A company doesn’t create culture; culture comes from the people that work at the company. Think about some of your favorite jobs while growing up—I bet you were part of some after-work activity, had long-running inside jokes or regularly chatted with a couple of friends. At EPIC, we give our employees the opportunity to build friendships through clubs and activities. If someone has an idea, we listen and give them the resources they need to accomplish it. Throughout the past couple of years, we’ve started a number of activities revolving around food, sports and fun.
Our Food Club, run by two members of our account team, Mary Hacker and Natalie Ortego, has taken on a life of its own. We have a food cart that sporadically weaves its way through the building and drops off treats on holidays, like Strawberry Shortcake Day, National Guacamole Day and National Brownie Day. They’ve hosted food-related events like our most recent SOUP-er Bowl party where we had a soup cook-off and watched Super Bowl commercials. These events are all-inclusive and a fun way to break up the day and rejuvenate the staff.

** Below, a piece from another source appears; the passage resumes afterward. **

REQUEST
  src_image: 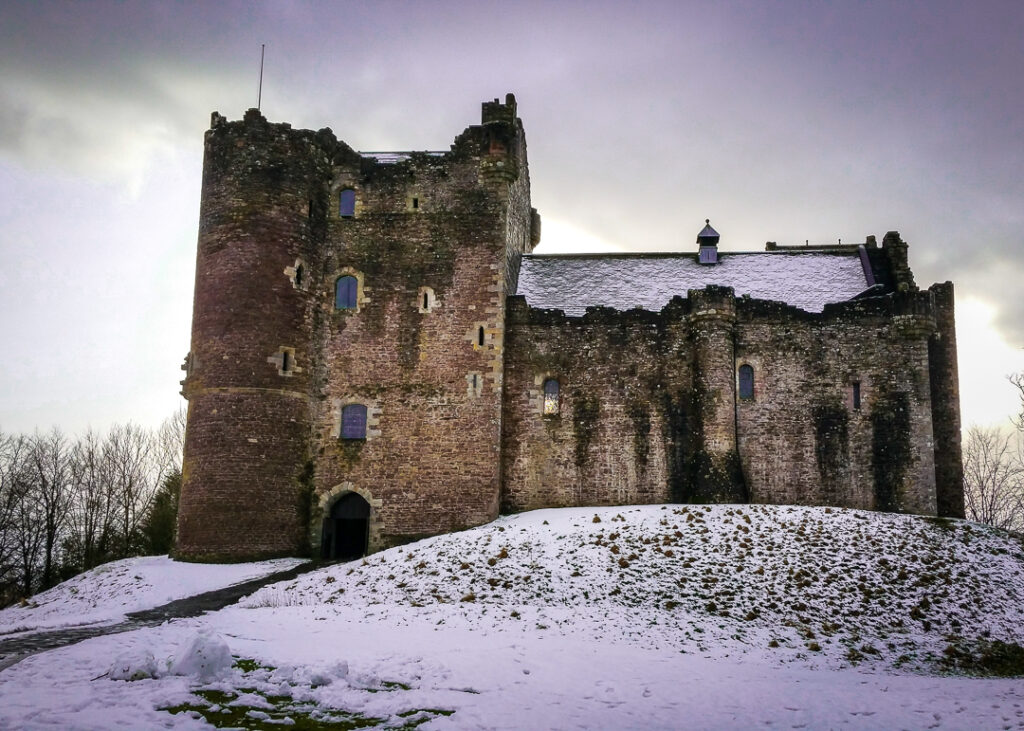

Every agency has its share of sports fans and we’re no different. Our public relations supervisor, Scott Covelli, or Coachvelli as he’s affectionately called on the field, leads our softball team on the field every Wednesday during the summer. One of our account managers, Zak Becker, leads our bowling league—almost a prerequisite when one of your accounts is the largest manufacturer of bowling balls. Last but not least, yours truly manages a kickball team that takes over the softball fields at the end of their season. These activities are great ways for our staff to bond and showcase our athletic prowess.
While the aforementioned activities are fun, not everyone likes sports and cooking in their free time. One of our front-end developers, Cody LaPlant, brings in board and card games, and now we have regular adventures over lunch. We have a Book Club run by one of our project managers, Sara Nelson. And most recently there has been chatter about playing trivia regularly and visiting karaoke spots after hours.
Culture in the workplace is a key ingredient to the success of any business. When you stop thinking of culture as pool tables, lounge areas and game rooms and start thinking of it in terms of people, you end up with a team of committed individuals who are excited to come to work.